Yes, his youngest daughter came to our Relief society. I guess she and our Relief Society President (Marilyn) lived in the same ward in Taylorsville for 25 years or so and are good friends. She was so humble as she told us about her father. She told us about his life. She had two tables full of mostly pictures from it as well. She passed around a even more pictures along with letters and notes as she talked about him. It was such an amazing, once in a life-time opportunity to hear about a man that I so revere from his closest kin. She knew him and loved him so well.

A few things stuck out to me that she said. First was that he always had such a quick wit about him. He was so funny and fast to respond. As he got older and needed help, she would be helping him do whatever, and then just stop and squeeze him and say, "You are so cute."

And he would come back with, "Is that the best you've got?" It reminded me of Dillon and how he thinks "cute" is so overused. I can just imagine that Elder Wirthlin (like Dillon is) was unimpressed with the lack of thought and creativity that is the word "cute" these days.
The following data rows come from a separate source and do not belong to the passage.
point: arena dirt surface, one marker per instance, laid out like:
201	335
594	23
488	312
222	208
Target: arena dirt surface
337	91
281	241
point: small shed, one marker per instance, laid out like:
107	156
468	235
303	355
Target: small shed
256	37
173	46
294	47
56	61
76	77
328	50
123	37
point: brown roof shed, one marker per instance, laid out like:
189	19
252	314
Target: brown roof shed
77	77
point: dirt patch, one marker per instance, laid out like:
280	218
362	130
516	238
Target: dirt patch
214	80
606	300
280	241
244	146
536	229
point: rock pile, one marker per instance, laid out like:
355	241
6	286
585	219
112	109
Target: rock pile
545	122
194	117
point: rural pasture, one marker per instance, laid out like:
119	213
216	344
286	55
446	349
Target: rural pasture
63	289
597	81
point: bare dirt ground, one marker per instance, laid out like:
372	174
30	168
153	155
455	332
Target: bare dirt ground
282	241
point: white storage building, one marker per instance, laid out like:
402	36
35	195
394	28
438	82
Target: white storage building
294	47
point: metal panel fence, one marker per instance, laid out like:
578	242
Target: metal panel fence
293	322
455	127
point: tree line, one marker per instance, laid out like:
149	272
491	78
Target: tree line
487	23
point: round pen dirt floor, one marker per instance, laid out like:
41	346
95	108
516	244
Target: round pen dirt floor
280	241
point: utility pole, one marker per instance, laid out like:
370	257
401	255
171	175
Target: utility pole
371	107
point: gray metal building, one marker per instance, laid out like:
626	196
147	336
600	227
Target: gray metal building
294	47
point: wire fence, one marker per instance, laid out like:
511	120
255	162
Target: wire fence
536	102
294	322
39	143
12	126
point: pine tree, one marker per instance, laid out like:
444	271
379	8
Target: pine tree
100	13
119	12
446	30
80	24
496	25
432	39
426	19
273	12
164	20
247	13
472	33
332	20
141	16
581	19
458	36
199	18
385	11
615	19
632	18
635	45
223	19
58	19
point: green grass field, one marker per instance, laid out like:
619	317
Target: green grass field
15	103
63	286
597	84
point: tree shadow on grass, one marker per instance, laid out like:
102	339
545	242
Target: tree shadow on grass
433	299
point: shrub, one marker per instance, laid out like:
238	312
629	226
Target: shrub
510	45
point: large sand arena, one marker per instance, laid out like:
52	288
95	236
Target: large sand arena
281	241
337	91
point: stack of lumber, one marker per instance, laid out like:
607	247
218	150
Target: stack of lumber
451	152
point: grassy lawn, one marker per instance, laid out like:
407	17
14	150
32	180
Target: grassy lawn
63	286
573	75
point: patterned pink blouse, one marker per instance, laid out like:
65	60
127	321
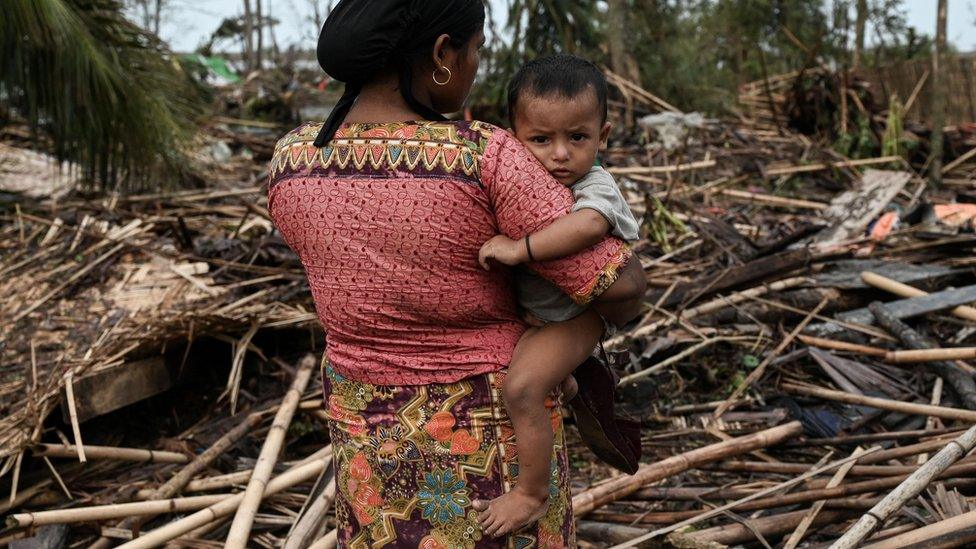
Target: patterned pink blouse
387	220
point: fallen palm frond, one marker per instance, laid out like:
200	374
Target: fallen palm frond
108	95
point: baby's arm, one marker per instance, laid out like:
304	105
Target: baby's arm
565	236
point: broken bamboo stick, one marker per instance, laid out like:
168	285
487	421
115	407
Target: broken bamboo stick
328	541
240	529
908	489
774	200
756	373
114	511
735	504
179	481
904	290
928	532
930	355
801	530
943	412
292	477
961	382
732	534
311	519
618	488
109	452
832	345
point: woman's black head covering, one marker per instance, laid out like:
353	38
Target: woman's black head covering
361	37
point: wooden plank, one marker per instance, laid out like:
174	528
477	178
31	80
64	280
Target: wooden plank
850	212
113	388
915	306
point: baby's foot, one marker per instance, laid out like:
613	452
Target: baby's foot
510	512
568	389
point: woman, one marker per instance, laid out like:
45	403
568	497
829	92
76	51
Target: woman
387	214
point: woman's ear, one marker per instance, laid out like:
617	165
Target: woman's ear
605	135
441	51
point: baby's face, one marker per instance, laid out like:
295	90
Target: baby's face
563	134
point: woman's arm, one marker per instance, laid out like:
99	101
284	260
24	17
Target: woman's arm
526	199
621	302
566	236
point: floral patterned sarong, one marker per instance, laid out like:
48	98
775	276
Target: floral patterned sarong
411	459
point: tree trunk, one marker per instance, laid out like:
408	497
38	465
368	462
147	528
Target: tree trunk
157	16
938	95
259	27
617	20
248	53
862	17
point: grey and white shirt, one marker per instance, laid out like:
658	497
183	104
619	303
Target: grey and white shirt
597	190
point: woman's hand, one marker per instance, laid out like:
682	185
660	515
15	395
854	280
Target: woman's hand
503	250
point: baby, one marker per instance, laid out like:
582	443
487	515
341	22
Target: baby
557	107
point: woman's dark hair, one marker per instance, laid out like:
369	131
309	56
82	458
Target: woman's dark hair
363	37
560	75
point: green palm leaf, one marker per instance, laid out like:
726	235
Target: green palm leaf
105	92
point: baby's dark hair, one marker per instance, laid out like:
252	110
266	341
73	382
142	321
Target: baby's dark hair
562	75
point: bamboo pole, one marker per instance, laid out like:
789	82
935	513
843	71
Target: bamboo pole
230	479
961	382
942	412
665	518
907	490
618	488
206	484
837	496
929	532
756	373
732	534
328	541
904	290
240	528
873	437
716	304
965	467
114	511
797	536
678	358
719	510
109	452
311	519
842	346
179	481
775	200
931	355
292	477
776	172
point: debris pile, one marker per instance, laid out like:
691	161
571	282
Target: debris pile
803	356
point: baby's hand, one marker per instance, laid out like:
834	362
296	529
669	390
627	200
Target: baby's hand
503	250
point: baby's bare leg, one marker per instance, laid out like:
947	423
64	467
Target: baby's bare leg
543	358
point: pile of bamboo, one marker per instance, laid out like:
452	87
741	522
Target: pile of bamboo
801	367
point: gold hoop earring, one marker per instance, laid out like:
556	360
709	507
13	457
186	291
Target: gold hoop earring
439	83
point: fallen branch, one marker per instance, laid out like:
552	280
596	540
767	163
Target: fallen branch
911	487
719	510
756	373
613	490
293	476
109	452
241	527
929	532
961	383
943	412
904	290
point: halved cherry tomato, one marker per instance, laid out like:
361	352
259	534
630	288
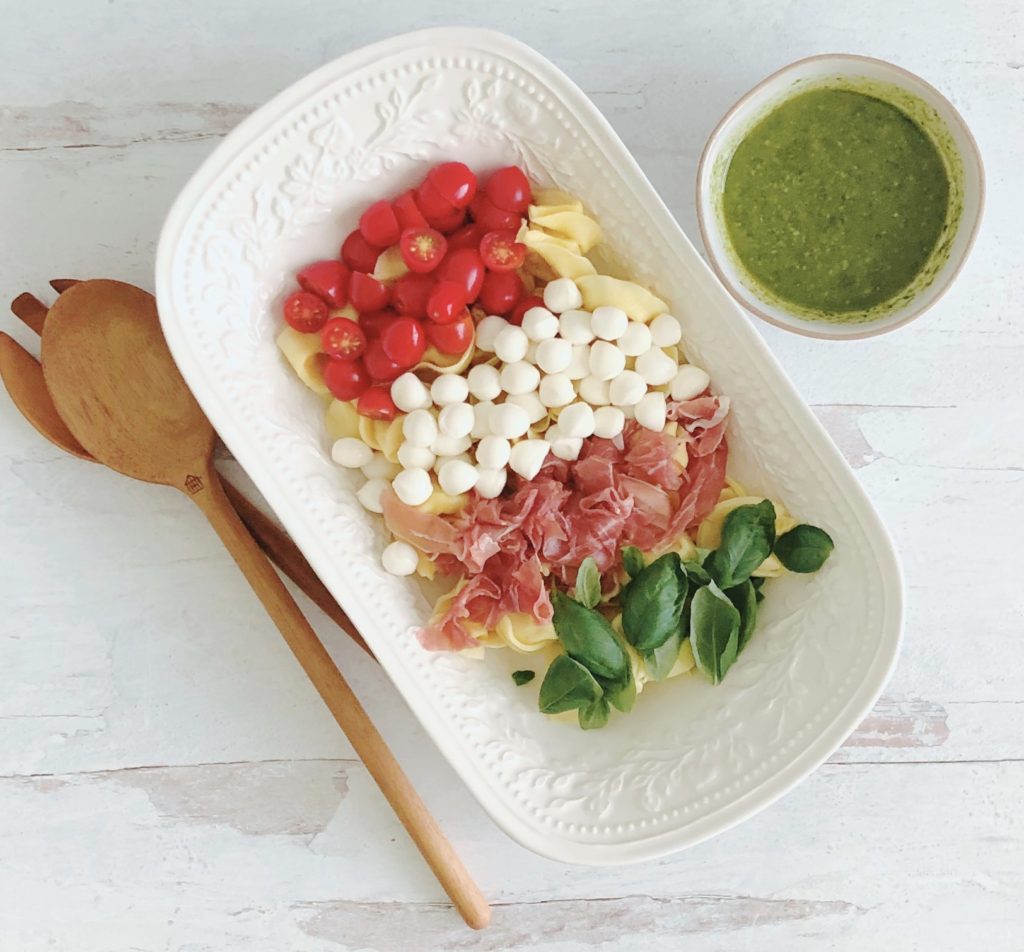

Just like in this talk, his daughter mentioned his mother often in her stories. She seems like such a strong, faithful woman. She always wanted her kids to be busy to keep them from getting into trouble, so she had hundreds of chickens and rabbits for him and his siblings to care for. Elder Wirthlin hated the chickens and often begged her to get rid of them. His daughter recalled today that her father wouldn't ever eat chicken.

Joseph's father received prompting that Joseph should serve a mission before attending his senior year of college. Wirthlin obediently served his mission then instead of playing football his senior year which he so loved to do.

His father also instilled honesty in him at an early age. Wirthlin once told his daughter of a time when he was very young and went to the store for his father. When he returned, his father noticed that he was given too much change and had Wirhtlin go back to the store to return the over change. Wirthlin carried this lesson of honesty throughout the rest of his life.

She told us that her dad was "quite the typist," and that he was constantly typing things. He would get up at 5:30 a every day and often head right to the typewriter to make a little note for someone he was thinking about. She said that it's been quite the treat coming upon so many little notes he's typed over the years as she and her family have gone through his things. There were two she shared with us, and I found them beyond wonderful. I will have to get them from Marilyn and post them.

Again, I feel that this was such a great and rare opportunity to learn more about this wonderful apostle of the Lord, and I feel so blessed to have had it.

This talk of his is worth taking to heart no matter what your faith. It's invaluable. I love how simple yet profound Wirthlin is.

Marilyn also brought us these adorable little tiles to remind us of the lesson. Mine fits perfectly right next to my Christus Statue. (I got it from my mom and Clyde for Christmas)

1 comment:

Finding Joy in the Journey said...

What a great experience! I loved that talk. Thanks for sharing!